I have been solving the wave equation in the upper half-space $\mathbb{R}^{n+1}_+$ $$ D^2_{tt}u(x,t)=\nabla^2{u}, \quad u(x,0)=f(x), \quad D_tu(x,0)=g(x), \quad x\in \mathbb{R}^n, \quad t>0 $$ using Fourier transform and obtained the following:
$$ \hat{u}(\xi,t)=\hat{f}(\xi)\cos{(t|\xi|)}+ \hat{g}(\xi)\frac{\sin{(t|\xi|)}}{|\xi|}, \quad \xi\in \mathbb{R}^n, \quad t>0. $$ Hence, the inversion formula gives for $(x,t)\in \mathbb{R}^{n+1}_+$, $$ u(x,t)=\frac{1}{(2\pi)^n}\int_{\mathbb{R}^n}\hat{f}(\xi)\cos{(|\xi|t)}e^{i\xi\cdot x}d\xi+ \frac{1}{(2\pi)^n}\int_{\mathbb{R}^n}\hat{g}(\xi)\frac{\sin{(|\xi|t)}}{|\xi|}e^{i\xi\cdot x}d\xi=u_1+u_2. $$ I consider first $$u_2=\frac{1}{(2\pi)^n}\int_{\mathbb{R}^n}\hat{g}(\xi)\frac{\sin{(|\xi|t)}}{|\xi|}e^{i\xi\cdot x}d\xi=(g\ast T)(x). $$ Where $$T(x)=(\hat{T(\xi)})^\vee=\left[\left(\frac{\sin{(|\xi|t)}}{|\xi|}\right)^\vee\right]^\wedge.$$
For $n=1$ that is, in one dimension;
I consider $\frac{1}{2}\chi_{[-t,t]}=\left(\frac{\sin{(|\xi|t)}}{|\xi|}\right)^\vee$ from the fact that $\hat{\chi}_{[-t,t]}=\int_{-t}^{t}1\cdot e^{-ix\cdot\xi}dx$.

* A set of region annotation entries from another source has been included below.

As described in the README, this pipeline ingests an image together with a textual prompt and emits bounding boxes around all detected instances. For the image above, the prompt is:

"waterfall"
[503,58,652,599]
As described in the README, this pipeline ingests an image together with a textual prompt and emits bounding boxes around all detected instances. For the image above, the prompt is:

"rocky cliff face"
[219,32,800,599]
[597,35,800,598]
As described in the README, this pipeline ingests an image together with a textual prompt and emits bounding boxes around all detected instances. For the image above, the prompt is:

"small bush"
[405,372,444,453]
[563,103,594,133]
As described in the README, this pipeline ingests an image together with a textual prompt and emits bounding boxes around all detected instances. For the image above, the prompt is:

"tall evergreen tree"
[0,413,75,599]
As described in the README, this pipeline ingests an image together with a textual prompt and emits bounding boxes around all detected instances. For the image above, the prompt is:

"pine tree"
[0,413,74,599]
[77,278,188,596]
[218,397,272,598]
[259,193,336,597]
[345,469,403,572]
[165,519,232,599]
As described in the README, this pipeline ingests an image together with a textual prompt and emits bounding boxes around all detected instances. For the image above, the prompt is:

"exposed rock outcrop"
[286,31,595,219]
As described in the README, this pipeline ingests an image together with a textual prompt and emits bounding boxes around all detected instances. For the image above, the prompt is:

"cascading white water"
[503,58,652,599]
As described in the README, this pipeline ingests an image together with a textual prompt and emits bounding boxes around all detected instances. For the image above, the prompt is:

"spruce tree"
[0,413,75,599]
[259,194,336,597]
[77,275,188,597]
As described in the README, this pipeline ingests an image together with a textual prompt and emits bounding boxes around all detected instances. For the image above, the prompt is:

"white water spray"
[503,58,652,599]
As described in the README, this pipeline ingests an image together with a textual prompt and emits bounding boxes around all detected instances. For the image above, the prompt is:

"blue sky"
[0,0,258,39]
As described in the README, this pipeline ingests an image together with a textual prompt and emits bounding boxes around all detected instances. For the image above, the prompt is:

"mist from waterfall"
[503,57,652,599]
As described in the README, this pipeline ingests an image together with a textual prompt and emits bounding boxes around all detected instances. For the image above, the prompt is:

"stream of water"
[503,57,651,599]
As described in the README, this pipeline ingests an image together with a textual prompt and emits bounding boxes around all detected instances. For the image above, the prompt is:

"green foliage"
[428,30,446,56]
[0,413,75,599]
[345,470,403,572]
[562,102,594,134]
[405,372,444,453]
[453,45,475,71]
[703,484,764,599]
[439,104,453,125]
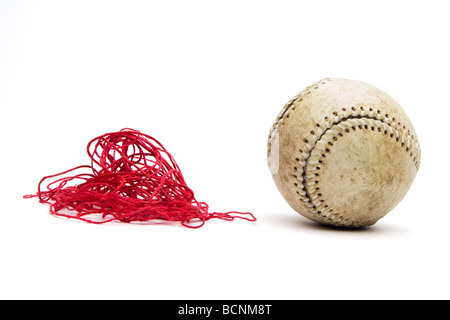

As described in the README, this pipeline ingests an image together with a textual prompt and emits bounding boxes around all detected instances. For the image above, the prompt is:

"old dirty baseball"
[268,78,420,228]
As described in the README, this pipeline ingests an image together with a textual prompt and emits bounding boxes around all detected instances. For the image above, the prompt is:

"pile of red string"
[24,129,256,228]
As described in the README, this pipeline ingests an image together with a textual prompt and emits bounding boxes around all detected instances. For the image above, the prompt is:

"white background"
[0,0,450,299]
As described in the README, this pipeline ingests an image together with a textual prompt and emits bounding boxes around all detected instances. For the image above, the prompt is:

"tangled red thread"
[24,128,256,228]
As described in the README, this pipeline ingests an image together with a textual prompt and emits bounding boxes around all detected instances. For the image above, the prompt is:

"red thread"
[24,129,256,228]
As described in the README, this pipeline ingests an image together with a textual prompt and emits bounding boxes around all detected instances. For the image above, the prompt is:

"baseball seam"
[294,113,420,227]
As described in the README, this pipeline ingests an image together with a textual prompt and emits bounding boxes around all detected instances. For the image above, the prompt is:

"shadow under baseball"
[266,213,408,235]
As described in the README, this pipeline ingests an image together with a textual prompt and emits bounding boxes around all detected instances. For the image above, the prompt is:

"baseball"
[268,78,420,228]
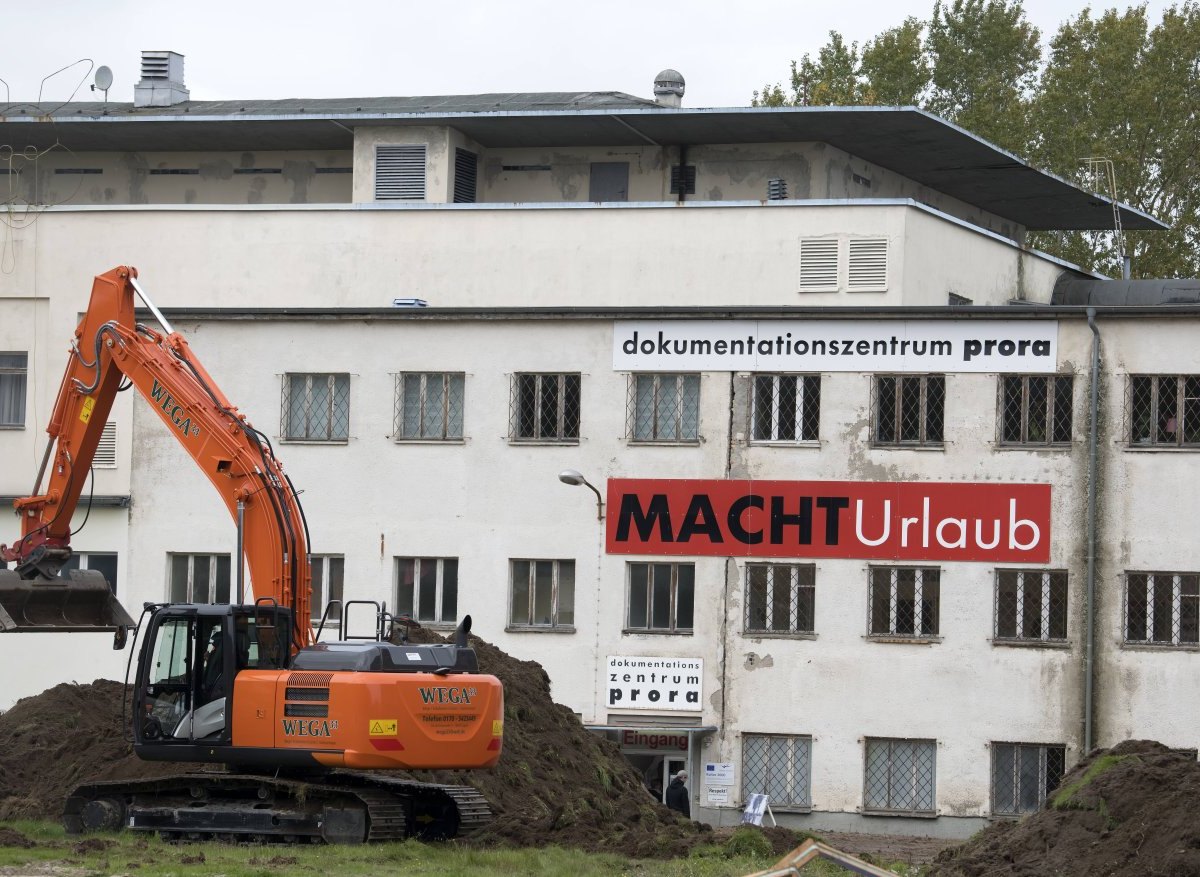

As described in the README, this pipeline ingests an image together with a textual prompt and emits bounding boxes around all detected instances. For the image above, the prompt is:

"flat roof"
[0,97,1168,230]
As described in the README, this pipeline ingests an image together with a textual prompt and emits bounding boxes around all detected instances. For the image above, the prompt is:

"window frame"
[750,372,821,446]
[870,372,947,450]
[504,558,577,633]
[509,372,583,445]
[742,561,817,639]
[391,372,467,444]
[622,560,696,636]
[626,372,702,445]
[280,372,350,445]
[996,374,1075,450]
[740,732,812,813]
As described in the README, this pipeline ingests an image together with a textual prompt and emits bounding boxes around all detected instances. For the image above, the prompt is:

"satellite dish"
[96,67,113,91]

- My first problem is that I am failing to get an expression of D'Alembert solution
$$u(x,t)=F(x+t)+ G(x-t).$$
- My second problem is that I want to see how the solution for $n=2$, that is, in $2$-dimension is obtained. Especially, on how to evaluate along the boundary of a circle.